There is currently no means to protect software resulting from a developer’s original idea in a manner equivalent to patent protection. Though there have been continued attempts to amend patent law to include protection for software per se, such attempts have failed due to concerns raised by private groups that doing so would excessively expand the range of infringing articles and lead to the shrinking of related industries.  

Current Practice

According to current examination guidelines, protection is available for software only when embodied in a “tangible medium”, with no adequate protection available for software distributed online — a situation out of sorts with the reality of the modern world where the distribution of software increasingly revolves around online channels. 

Protection for software is available via process patents by specifying a series of processing steps. However, Article 2 of the current Patent Act distinguishes between acts of practicing process and product inventions as follows: 

Product: Manufacturing, using, assigning, leasing, or importing the product or offering to assign or lease the product (including displaying the product for the purpose of assigning or lease; hereinafter the same shall apply) 

Process: Using the process 

As a result, if software infringing a process patent (by way of example, a method of adjusting audio volume automatically in relation to vehicle speed) were to be distributed online for the purpose of sale, this would not be regarded as infringement of the patent. The reason for this is because the act of distributing software online for the purpose of sale is not itself regarded as practicing the patented method (i.e. using the method of adjusting audio volume automatically in relation to vehicle speed). 


According to an amendment passed on December 10, 2019 and due to come into effect from March 11, 2020 (Law No. 16804), the above-mentioned Article 2 of the Patent Act will be amended to bring the act of “offering the use of the process” within the definition of practicing an invention, in addition to the current “using the process”. This will mean that acts of selling patent-infringing software online, etc. will be regarded as practicing a patented invention. 
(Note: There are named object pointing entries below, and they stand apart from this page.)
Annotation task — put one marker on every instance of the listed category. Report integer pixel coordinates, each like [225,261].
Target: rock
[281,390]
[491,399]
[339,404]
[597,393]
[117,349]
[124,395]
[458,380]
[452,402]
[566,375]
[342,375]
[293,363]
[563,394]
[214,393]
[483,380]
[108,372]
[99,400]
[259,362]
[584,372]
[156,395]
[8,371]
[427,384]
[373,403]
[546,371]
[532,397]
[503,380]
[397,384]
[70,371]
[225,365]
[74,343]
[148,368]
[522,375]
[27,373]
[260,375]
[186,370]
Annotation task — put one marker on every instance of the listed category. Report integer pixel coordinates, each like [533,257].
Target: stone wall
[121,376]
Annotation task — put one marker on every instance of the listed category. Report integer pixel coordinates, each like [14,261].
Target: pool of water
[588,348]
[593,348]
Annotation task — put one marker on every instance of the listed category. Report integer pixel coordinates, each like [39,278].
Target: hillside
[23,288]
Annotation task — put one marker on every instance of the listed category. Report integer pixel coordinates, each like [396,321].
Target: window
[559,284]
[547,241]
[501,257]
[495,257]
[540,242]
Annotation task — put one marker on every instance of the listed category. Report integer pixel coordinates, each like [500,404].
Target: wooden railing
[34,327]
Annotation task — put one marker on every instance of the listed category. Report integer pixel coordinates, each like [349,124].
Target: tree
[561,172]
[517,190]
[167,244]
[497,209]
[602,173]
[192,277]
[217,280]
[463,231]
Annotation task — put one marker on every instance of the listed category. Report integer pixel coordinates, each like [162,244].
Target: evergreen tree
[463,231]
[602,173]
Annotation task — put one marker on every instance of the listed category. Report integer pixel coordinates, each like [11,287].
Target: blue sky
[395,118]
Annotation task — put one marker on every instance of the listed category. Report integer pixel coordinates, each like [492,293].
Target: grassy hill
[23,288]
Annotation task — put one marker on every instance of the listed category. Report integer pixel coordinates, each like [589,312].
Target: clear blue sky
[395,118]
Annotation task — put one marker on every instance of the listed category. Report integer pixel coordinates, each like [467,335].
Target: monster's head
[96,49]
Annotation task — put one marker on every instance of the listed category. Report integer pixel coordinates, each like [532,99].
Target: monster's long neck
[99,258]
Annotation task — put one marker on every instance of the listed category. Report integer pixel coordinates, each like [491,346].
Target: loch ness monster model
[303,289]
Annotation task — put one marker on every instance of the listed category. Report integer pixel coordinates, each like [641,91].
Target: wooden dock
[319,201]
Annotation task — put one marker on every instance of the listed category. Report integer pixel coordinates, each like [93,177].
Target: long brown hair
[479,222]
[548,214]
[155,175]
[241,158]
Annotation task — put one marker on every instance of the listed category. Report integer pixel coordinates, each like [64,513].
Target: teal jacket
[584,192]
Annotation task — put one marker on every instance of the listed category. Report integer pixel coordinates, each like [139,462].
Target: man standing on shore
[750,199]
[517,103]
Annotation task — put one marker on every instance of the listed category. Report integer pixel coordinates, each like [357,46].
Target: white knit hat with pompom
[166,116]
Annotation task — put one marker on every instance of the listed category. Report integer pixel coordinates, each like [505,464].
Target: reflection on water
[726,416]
Nonetheless, online transmission of patent-containing software will not be deemed patent-infringing in all cases as the amendment contains a requirement that the offering of use of a patented process be intentional (specifically, offered in the knowledge that use of the method would infringe patent rights) in order for patent rights to be effective against the would-be offender.  

This limits offenders to sellers who illegally distribute software knowing that patent rights are being infringed. Accordingly, as infringement is not acknowledged if the seller is unaware of the infringement, it will be necessary for patent right-holders to first deliver warnings (cease-and-desist) to sellers illegally distributing software which infringes their patent.


Following the amendment, adequate protection will be available not only against offline sales of patent-infringing software, but also online sales of the same. Offline sales of patent-infringing software may be protected against via patent claims relating to software embodied in a tangible medium (product claims), while online sales may be protected against via patent claims relating to a series of processing steps (process claims).